Wer jetzt mit der immer wieder, meißt von Leuten die von natürlicher Fischernährung keine Ahnung haben, gemachten Aussage kommt "die fressen alles was sie überwältigen können" kommt, sollte mal schauen was ihre eigenen Teichfische wie __ Moderlieschen, Goldfische, Koi, Schleien, Rotfedern, Bitterlinge, Regenbogenelritzen ect so mit Kleinkrebsen, Insekten/- larven, Kleinfischen, Amphibienlarven, Laich, Würmern, Fischbrut ect machen. Nämlich genau das gleiche, was ins Maul paßt und erwischt wird wird von denen ebenfalls gefressen

MfG Frank


----------



## derschwarzepeter (28. Aug. 2014)

Hallo Frank,
die sollen und dürfen auch fressen, was sie erwischen,
aber Katzenwelse (heimisch in Nordamerika) zählen zweifellos zu den Neozoen
und dazu spricht Wikipedia mit Recht:
_Während zahlreiche Neobiota keine merklichen negativen Auswirkungen verursachen, geht von einigen etablierten Neobiota ein stark negativer Einfluss auf die __Biodiversität__ ihres neuen Lebensraumes aus. Oft verändert sich die Zusammensetzung der __Biozönose__ beträchtlich, zum Beispiel durch __Prädation__ oder als Folge von __Konkurrenzdruck__.
Neobiota zeichnen sich meist durch typische Eigenschaften wie Anpassungsfähigkeit, hohe Fortpflanzungsrate und oft auch eine Assoziation mit Menschen aus._
Wenn ich an Wassertiere denke,
dann fällt mir spontan die Einschleppung verschiedener Flusskrebsarten aus Nordamerika ein,
die auch die Krebspest mitgebracht haben und damit den heimischen __ Edelkrebs nahezu ausgerottet haben.

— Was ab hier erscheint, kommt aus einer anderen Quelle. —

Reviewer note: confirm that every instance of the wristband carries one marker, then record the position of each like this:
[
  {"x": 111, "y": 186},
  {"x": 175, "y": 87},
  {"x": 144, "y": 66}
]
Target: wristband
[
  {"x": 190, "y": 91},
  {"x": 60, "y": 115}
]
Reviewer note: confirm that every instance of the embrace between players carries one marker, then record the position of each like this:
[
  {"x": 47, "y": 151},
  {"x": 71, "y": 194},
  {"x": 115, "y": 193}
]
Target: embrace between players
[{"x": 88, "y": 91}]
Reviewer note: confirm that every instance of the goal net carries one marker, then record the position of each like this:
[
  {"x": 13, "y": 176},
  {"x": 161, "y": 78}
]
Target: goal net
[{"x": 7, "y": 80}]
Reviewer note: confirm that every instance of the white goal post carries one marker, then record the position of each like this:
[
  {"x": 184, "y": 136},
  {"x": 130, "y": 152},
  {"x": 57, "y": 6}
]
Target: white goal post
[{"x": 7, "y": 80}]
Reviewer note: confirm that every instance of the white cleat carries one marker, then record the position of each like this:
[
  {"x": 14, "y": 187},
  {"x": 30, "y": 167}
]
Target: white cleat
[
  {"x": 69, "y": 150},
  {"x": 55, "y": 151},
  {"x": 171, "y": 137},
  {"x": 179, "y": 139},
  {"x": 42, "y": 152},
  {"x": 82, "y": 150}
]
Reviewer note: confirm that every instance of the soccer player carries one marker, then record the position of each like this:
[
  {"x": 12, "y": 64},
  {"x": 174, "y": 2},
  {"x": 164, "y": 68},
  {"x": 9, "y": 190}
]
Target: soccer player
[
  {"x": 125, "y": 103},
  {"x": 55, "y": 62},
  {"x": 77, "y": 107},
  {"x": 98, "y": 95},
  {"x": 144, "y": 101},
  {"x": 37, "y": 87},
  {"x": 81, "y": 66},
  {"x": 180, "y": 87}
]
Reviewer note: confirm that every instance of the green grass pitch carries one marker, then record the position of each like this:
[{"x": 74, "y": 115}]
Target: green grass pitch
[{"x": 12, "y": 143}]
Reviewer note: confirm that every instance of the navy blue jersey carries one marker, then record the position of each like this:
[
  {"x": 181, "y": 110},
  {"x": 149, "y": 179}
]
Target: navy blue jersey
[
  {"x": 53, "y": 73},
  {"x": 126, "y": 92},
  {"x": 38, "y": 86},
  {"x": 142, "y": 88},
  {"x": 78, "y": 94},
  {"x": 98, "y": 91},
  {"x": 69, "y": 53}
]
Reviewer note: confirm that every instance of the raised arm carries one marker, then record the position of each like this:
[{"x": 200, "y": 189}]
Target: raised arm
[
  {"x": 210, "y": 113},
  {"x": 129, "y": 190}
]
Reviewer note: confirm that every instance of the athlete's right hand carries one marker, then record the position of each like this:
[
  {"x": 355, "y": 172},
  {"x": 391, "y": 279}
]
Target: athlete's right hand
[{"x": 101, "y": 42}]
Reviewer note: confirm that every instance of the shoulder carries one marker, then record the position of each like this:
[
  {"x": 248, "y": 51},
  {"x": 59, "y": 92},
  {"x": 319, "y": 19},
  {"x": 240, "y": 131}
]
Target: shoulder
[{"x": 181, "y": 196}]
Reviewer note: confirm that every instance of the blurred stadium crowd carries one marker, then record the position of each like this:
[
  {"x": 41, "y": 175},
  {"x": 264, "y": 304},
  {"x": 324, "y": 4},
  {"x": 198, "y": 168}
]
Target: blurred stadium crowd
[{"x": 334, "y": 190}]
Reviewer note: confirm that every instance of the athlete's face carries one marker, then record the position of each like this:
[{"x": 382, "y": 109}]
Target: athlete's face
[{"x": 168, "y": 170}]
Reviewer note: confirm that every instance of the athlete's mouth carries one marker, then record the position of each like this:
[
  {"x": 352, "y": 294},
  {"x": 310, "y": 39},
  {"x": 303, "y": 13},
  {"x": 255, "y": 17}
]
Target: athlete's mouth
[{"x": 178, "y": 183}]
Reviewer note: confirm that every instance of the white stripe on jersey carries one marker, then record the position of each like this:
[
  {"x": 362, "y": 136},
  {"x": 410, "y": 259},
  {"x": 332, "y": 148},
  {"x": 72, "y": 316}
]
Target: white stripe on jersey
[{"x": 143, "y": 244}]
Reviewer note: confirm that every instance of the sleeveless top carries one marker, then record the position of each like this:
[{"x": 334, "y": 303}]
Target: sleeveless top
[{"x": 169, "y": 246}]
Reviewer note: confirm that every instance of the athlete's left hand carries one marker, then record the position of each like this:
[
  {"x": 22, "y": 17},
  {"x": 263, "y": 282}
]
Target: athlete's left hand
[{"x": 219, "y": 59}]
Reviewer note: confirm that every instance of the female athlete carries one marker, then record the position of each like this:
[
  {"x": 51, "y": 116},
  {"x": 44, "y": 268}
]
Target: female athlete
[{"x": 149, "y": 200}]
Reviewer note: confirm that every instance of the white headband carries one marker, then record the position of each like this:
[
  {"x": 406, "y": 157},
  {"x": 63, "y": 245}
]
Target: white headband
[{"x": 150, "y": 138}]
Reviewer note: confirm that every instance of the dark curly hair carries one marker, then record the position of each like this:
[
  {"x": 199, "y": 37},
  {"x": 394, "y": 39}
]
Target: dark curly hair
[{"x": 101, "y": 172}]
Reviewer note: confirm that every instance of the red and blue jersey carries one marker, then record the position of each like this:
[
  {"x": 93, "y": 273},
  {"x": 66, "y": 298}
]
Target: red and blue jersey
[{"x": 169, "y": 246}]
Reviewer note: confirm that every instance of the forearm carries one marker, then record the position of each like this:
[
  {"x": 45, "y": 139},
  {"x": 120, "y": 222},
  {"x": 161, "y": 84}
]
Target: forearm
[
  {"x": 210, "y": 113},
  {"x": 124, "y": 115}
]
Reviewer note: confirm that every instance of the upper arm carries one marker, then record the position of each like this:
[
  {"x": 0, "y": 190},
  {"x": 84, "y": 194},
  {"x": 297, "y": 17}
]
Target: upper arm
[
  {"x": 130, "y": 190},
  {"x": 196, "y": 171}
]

Leider ist es nicht sichergestellt, dass sich die Katzenwelse dort bleiben, wo sie der Teichbesitzer sehen (oder erahnen) will,
da sie sich im Zuge von Großreinigungen (Wasserwechsel) und möglicherweise auch durch Laichverschleppung
bald mal auch in natürlichen Gewässern finden ... und dann: siehe oben!
Insofern halte ich die Ausbringung von Katzenwelsen in Gewässer im Freien für bedenklich.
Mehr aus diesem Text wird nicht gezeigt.